# pike island again



## firetiger (Jul 24, 2004)

Hit pike island again sat 3-18-06 Caught 60-65(not overdoing it there) sauger 18 were 14-17in keepers. Water was 18ft and muddy caught them all from the pier on a orange/green quarter oz jig with a 3in chartruse twister tail tipped with a minnow. i went threw 9 dozen from 7:30am-1:00 and fished with out minnows the last half hour and still caught 3 keepers without minnows.


----------



## snake69 (Sep 26, 2005)

Excellent job! I had intentions of heading to Cumberland and for various reasons...........passed! Now I'm wondering what sort of mistake I made. Anyhow, glad to hear you did so good. Did you take any crawlers? They work pretty good on a jig also.


----------



## firetiger (Jul 24, 2004)

snake69
i may have to try the crawlers. It maybe a cheaper way. i spent 13 dollars on minnows. took 5 dozen down and ended up buying 4 more down there in yorkville. I knew the river was high i bought a pair of hip waders hoping to brake them in. maybe next weekend.

Also got a digi cam today.AS soon as i figure out how to upload them here ill be posting some pics.


----------



## husky hooker (Apr 6, 2004)

i hope your stopping at cripple creek for minnows,heck for what u pay for its well worth the trip,ill never buy them down there.


----------



## firetiger (Jul 24, 2004)

i bought the first 5 dozen up at masslion trading post old man gave me a deal. dollar a dozen. then i ended up buying some down in yorkville. 4 dozen come to $6.45 A fisherman gotta do what he's gotta do


----------



## BuckeyeFishinNut (Feb 8, 2005)

Do you think tipping your jigs with minnows makes alot of difference? I fished at Pike Island for years and years and used to see people fish with minnow tipped jigs. I never really did it but I seemed to waste alot of minnows. When I used to fish Piedmont and even at Pike Island we used to tip sometimes with crawlers. They seemed to work well, was cheaper, and it seemed to help ya catch a few more. Was just wondering what your feelings were on it?

Jake


----------



## firetiger (Jul 24, 2004)

it just makes me feel better. lol

I havent had much luck with crawlers but maybe my lucks going to change. I know at tappan and many other lakes atwood leesville ect when i tipped jig with a crawler i was more able to catch smaller fish,bluegill,rockbass,tiny perch, small crappie. So with the minnow i think it attracts bigger fish. Most bigger fish want a meal that looks familiar to them just adding the jig and twister tail adds that much more appeal.

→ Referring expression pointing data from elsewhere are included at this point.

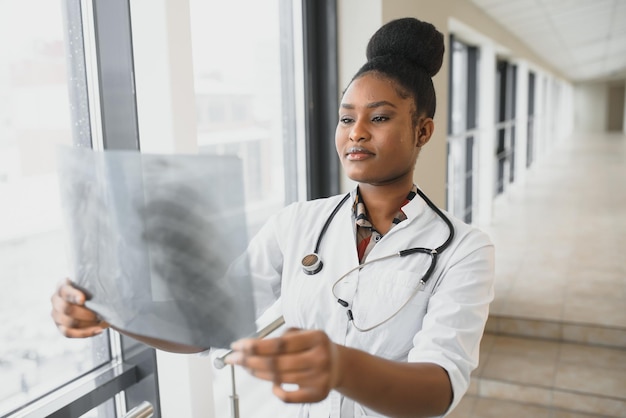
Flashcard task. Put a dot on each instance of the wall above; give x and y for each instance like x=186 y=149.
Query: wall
x=590 y=104
x=615 y=116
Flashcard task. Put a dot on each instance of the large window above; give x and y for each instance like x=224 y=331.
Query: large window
x=248 y=65
x=34 y=119
x=505 y=124
x=244 y=95
x=462 y=130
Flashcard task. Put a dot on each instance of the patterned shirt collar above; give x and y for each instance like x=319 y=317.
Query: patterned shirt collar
x=360 y=211
x=366 y=235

But then again thats my opinion


----------



## snake69 (Sep 26, 2005)

I know this, the "eye" family like their crawlers. How many walleye tournaments have you seen where they *weren't* using crawler harnesses? If they are biting, I believe you'll do *just as good * with crawlers as minnows. 
Firetiger, you still didn't do too bad for minnies. If you were to stop there at Chester WV on your way to Cumberland, that ol fella will get ya to the tune of $2.75 a dozen. It only took once for me to learn, I now get mine over here at the Top of the Mark's drive thru the night or two before. (I put a fridge in the garage just for that reason) I generally buy 2 doz and get about 5 doz, for all of $2.00!!! Anyhow, we've got to get together to try one of the two places.........soon! The time is nearing too to try some of the local spillways, and let's not forget Maumee!!


----------



## husky hooker (Apr 6, 2004)

well i know when i buy 2 doz down here i get at least 5 to 6 doz also for 2 50


----------



## BuckeyeFishinNut (Feb 8, 2005)

Thats how it used to be at Ohio River Bait Company by Pike Island. Many moons ago you would ask for 2 dozen and have a solid 6 dozen. Now when ya buy them there if ya get a dozen ya might get 13 minnows. That is the major reason why I started setting traps in creeks and stuff. I was sick of paying a ton for crappy fathead minnows. A trap costs about $10 and if you have a decent hole in a creek it pays for itself the first time you set it. I used to have a bait tank set up using a 100 gallon galvanized steel trough and some pumps. I would catch bait at various times of the year and just dip into my tank when I was in a hurry. Some of my best days used to come when i had those minnows. They are 100 times more lively and the best thing is they are natural in the Ohio River.

Jake


----------



## misfit (Apr 5, 2004)

cold water = minnies
warm water = crawlers
 
from fall through early spring,minnies will produce better than crawlers.
summer months,crawlers are usually my choice,but minnies will take their share of fish also.


----------



## alan farver (Apr 9, 2005)

i was down last sat. also. we fished from the pier. we caught 40 but not much size. i used 1/8oz heads with 3 in. chart. twister tails also no minnies though.


----------



## firetiger (Jul 24, 2004)

anybody heading there tomorrow satturday the 25th? Just wondering i think ill be going by my self


----------



## alan farver (Apr 9, 2005)

i will be heading down. we are leaving at 4:30 since i can only fish till 11 because my girl has a b-ball tourny at 3.


----------



## firetiger (Jul 24, 2004)

ill probably miss you then. I wont be there until after 1pm. i gotta go look at a house for sale at 11:30


----------



## alan farver (Apr 9, 2005)

too bad maby we can get together and go some time. i probably don't live real far from you. i live in ragersville above the good house


----------